Emerging from war-torn Europe to build a real estate empire in his adopted home of Bogota, Colombia, Rohr became famous in South America for completely transforming Bogota’s west side. Rohr went on to make visionary investments throughout Europe and particularly in the nascent markets of the post-communist former Soviet Union.

Rohr was an early contributor to the State of Israel and donated to many Jewish causes throughout his lifetime. He drew close to the work of Chabad-Lubavitch in the 1970s. In the ensuing decades his philanthropy and guidance seeded and helped support Jewish revival activities in more than a thousand communities across the globe, from Harvard University to Moscow, and from Mumbai to Basel, the Swiss city to where he escaped the Nazi onslaught of World War II.

So pervasive and widespread is his family’s giving, that few areas of Jewish renaissance today do not boast at least some aspect of Rohr charitable support behind them.

Comfortable in the cultural halls of Eastern and Western Europe, Latin America and the United States, Rohr cut a giant intellectual figure. He was proficient in Torah learning as he was in business and literature, able to recite by heart rabbinic exegeses along with poetry in six languages. Yet, despite his extraordinary accomplishments, he remained humble and unassuming, and was regarded by rich and poor alike as approachable and respectful.

As brilliant as were his business investments, his charitable strategy equally inspired. Hundreds of institutions across the globe ascribe much of their success not only to the Rohr family’s direct dispersions, but also to his wise counsel and strategic challenge grants.

His personal schedule remained full till the very end, sleeping little and squeezing as much time as he could out of each day. Grantee organization leaders tell stories about voicemail messages from Sami Rohr left at 2 a.m. in their offices asking questions about some obscure statistic or anecdote relayed in a proposal or report.

Yet, despite his rigor and high standards, Rohr was careful never to hurt the feelings of others and, instead, took care to uplift his conversants.
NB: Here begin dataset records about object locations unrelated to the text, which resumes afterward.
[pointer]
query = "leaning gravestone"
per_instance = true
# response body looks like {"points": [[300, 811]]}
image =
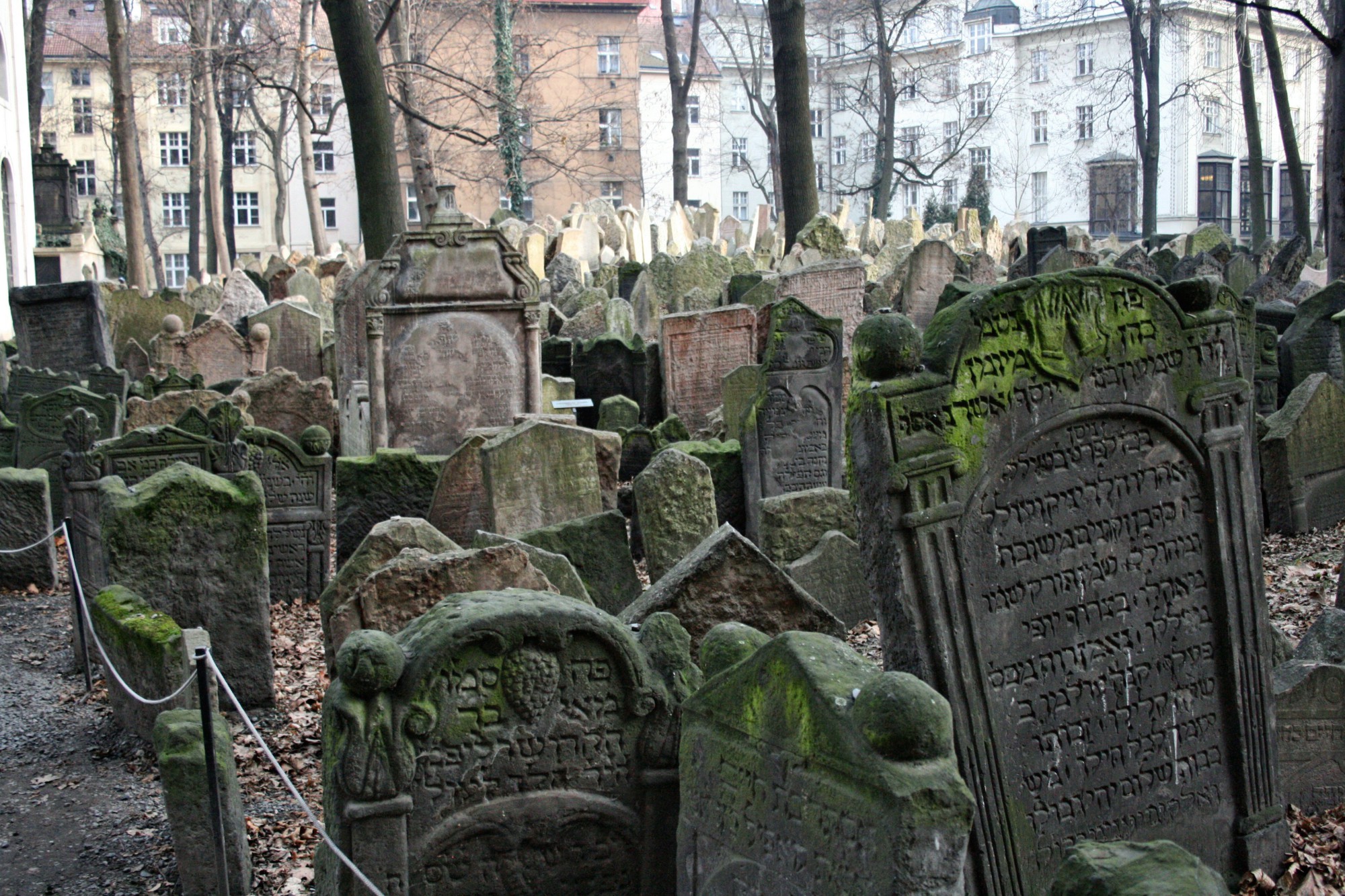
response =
{"points": [[502, 743], [61, 326], [1079, 572], [808, 770], [792, 432]]}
In those instances where he couldn’t give people all of what they wanted, he always made sure they left his office happy, infusing them with the same optimism by which he lived his own life.

He regularly deflected expressions of gratitude from his beneficiaries, saying that the thanks go to them for their dedication to the Jewish people and for allowing him the merit to partner with them.

Rohr shunned the public limelight, preferring to live a quiet life. Outside of those who absolutely needed to, no one else knew much about his family’s philanthropy almost his entire life. Indeed, the true scope of his charity is still not fully known and perhaps may never be.

“When the history of Judaism in the 20th and 21st centuries will be written,” said Rabbi Moshe Kotlarsky of Lubavitch World Headquarters, who spent hundreds of hours with Rohr discussing global Jewish needs. “Sami and Charlotte Rohr and their family will be recognized as pivotal forces behind a Jewish renaissance in many countries, cities and townlets throughout the world. Their unending generosity and dedication to their people have enabled countless individuals, families and communities to re-identify with their faith and strengthen their Jewish observance.”

Sami Rohr is survived by daughters Evelyn Katz and Lillian Tabacinic of Bal Harbour, Fla.; son George of New York; grandchildren and great grandchildren, as well as millions of Jews across the globe whose lives he cared for and touched. His interment will take place Tuesday morning at the Har Hazeisim cemetery in Jerusalem, next to his wife Charlotte. The family will return to Miami for shivah.